Cuando en cualquier aspecto de la vida abrazas la radicalidad, la has cagado. No importa lo radical que seas, siempre habrá alguien que sea más radical que tú, y siempre habrá alguien a quien le parezca que no eres lo bastante radical. Y si ese alguien es, además, de los que manda… apaga y vámonos, porque estás acabado.
Eso
le ha ocurrido a Lucía Echevarría, feminista de pro (signifique eso lo
que signifique). Porque ahora, para ser feminista no puedes considerar que son
mujeres las que tienen vulva, experimentan la regla (en general) y tienen hijos
(si se quedan embarazadas y el embarazo llega a buen término). Ahora, para ser
una feminista á la mode tienes que defender a quienes se consideran
mujeres. Y no puedes decir nada en contra, porque no sólo estarás yendo contra
lo (llamado) políticamente correcto, sino que estarás incurriendo en uno de los
más terribles pecados (laicos, claro): el de la denominada transfobia.
Por
criticar el último aborto legislativo del ninisterio de
Lomismodáquedalomismo -engendro legal que no sé de qué va, pero que tiene que
ver con el trema trans-, a la escritora le han concedido el llamado premio
Ladrillo, que señala actitudes transfóbicas, lo que la posiciona entre las
personas transexcuyentes (otro palabrito). A este acto acudió la calientacamas,
titular del antedicho departamento ninisterial.
La
escritora acusó a la antigua dependienta de incitar un acoso contra ella
y, además, aplaudirlo.

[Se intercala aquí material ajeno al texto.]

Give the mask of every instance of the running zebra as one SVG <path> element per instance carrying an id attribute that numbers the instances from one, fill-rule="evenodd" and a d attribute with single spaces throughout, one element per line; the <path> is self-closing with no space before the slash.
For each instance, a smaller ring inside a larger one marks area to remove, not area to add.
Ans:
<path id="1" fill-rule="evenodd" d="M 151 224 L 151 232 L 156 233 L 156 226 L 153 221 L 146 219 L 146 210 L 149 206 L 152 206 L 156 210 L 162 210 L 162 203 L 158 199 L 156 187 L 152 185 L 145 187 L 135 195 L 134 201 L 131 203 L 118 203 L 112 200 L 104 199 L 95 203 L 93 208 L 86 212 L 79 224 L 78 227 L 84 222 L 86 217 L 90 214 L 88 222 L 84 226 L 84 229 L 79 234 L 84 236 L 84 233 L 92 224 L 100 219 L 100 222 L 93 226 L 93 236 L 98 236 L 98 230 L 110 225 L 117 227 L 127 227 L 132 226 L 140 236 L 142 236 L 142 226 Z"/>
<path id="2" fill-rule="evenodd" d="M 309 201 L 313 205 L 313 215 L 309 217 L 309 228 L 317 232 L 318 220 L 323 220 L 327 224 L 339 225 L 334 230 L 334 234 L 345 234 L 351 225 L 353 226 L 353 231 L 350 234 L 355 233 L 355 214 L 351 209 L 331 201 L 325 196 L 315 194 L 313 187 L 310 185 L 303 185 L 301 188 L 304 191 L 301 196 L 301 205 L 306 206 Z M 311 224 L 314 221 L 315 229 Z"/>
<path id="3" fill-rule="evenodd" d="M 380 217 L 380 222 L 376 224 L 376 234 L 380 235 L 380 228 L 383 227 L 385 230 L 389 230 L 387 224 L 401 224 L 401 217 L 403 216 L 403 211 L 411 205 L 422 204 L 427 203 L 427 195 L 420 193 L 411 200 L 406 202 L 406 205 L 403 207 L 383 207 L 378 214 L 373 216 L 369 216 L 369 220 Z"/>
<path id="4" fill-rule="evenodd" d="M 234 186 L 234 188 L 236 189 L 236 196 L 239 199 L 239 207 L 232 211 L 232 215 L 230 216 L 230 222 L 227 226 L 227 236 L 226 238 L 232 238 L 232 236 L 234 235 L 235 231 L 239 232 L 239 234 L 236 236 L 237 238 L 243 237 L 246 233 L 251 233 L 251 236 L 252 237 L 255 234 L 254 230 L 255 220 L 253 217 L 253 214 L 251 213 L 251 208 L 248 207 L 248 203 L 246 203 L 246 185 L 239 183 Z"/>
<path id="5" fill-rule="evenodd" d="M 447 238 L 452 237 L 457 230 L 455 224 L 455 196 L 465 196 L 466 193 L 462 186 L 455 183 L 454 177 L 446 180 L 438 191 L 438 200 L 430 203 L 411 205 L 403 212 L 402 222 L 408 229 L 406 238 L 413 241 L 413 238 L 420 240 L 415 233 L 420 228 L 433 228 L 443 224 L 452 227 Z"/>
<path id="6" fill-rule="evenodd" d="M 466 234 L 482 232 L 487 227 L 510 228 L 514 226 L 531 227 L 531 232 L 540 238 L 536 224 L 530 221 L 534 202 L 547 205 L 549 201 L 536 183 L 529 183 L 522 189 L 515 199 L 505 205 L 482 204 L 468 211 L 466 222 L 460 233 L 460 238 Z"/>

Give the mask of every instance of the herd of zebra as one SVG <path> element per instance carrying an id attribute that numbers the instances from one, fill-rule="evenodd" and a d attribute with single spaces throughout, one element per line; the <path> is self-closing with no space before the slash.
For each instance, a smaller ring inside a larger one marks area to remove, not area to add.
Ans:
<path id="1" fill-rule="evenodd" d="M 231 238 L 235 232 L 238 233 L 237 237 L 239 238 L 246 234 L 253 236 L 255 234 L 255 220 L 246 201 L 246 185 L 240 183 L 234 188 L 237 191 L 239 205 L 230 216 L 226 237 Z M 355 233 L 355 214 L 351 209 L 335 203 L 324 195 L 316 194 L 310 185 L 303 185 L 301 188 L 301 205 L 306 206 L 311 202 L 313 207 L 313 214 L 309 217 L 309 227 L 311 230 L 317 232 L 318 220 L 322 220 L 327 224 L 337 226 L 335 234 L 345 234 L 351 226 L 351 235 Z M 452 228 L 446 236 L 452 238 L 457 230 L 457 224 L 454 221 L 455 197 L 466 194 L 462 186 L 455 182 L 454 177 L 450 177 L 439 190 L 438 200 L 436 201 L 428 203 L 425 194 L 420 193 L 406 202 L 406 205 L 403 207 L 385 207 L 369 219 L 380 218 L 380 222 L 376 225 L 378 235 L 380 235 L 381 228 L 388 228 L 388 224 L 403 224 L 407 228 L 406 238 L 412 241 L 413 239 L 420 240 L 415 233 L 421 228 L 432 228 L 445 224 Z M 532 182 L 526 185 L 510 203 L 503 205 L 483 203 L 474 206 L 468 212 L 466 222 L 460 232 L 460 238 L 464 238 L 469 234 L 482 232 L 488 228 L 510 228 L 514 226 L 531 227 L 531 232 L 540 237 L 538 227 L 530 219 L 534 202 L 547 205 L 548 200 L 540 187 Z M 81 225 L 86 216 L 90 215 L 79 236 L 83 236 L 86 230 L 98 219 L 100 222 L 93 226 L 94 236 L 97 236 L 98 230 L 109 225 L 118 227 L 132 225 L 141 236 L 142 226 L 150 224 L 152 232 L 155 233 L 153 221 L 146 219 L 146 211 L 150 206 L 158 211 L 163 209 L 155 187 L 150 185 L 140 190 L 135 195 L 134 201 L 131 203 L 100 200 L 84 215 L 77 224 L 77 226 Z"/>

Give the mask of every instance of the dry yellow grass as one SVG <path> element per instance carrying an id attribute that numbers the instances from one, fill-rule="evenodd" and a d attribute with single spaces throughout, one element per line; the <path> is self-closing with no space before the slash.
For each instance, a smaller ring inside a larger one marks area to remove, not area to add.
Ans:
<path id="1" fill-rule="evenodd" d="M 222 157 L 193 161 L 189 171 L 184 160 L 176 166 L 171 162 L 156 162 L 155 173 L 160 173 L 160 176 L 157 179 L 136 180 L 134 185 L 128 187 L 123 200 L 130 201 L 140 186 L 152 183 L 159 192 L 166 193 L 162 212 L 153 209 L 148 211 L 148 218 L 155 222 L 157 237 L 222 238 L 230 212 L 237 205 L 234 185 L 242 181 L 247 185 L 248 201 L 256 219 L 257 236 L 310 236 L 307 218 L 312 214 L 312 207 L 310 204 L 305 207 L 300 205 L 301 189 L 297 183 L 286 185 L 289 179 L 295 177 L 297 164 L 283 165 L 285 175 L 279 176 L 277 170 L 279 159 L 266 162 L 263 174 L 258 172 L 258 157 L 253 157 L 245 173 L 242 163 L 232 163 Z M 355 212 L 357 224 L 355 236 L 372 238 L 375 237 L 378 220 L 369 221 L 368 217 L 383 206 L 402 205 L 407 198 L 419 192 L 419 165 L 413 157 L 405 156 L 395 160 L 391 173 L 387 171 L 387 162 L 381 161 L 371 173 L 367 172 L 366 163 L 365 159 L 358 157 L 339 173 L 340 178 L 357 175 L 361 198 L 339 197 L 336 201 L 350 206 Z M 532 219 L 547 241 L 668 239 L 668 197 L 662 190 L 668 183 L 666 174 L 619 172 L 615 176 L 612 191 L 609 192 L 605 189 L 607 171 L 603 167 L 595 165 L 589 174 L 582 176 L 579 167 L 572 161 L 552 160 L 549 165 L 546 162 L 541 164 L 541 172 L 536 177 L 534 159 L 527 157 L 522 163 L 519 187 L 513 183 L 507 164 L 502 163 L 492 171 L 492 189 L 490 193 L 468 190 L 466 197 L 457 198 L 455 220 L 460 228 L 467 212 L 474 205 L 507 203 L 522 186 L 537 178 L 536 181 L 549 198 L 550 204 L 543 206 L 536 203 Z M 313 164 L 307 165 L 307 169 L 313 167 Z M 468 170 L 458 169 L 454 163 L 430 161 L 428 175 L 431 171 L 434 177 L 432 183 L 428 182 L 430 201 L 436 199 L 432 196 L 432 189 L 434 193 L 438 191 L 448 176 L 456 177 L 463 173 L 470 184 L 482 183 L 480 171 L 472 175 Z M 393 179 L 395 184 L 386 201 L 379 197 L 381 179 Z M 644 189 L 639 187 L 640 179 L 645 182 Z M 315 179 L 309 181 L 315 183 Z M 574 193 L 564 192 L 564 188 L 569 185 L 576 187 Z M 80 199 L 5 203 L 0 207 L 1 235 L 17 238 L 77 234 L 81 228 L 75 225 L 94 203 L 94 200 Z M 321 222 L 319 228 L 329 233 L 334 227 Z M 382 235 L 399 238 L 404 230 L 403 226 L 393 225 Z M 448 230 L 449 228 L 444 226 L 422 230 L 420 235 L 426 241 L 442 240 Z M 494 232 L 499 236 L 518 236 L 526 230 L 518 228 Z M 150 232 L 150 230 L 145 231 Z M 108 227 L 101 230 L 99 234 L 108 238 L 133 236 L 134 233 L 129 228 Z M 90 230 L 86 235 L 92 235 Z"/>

También acusó de misoginia, de nuevo siguiendo
esa costumbre tan giliprogre de elevar a categoría un caso individual. Por mucho
que le moleste, criticar a una mujer por algo distinto al hecho de ser mujer no
es misoginia, es… criticar.
Así que a aguantarse tocan, Luciíta, por más que tengas una miaja de razón. En cuanto a Paz Vega, que osó mostrar su apoyo a la escritora, también le cayó la del pulpo. A quién se le ocurre, con lo desapercibida que estaba pasando.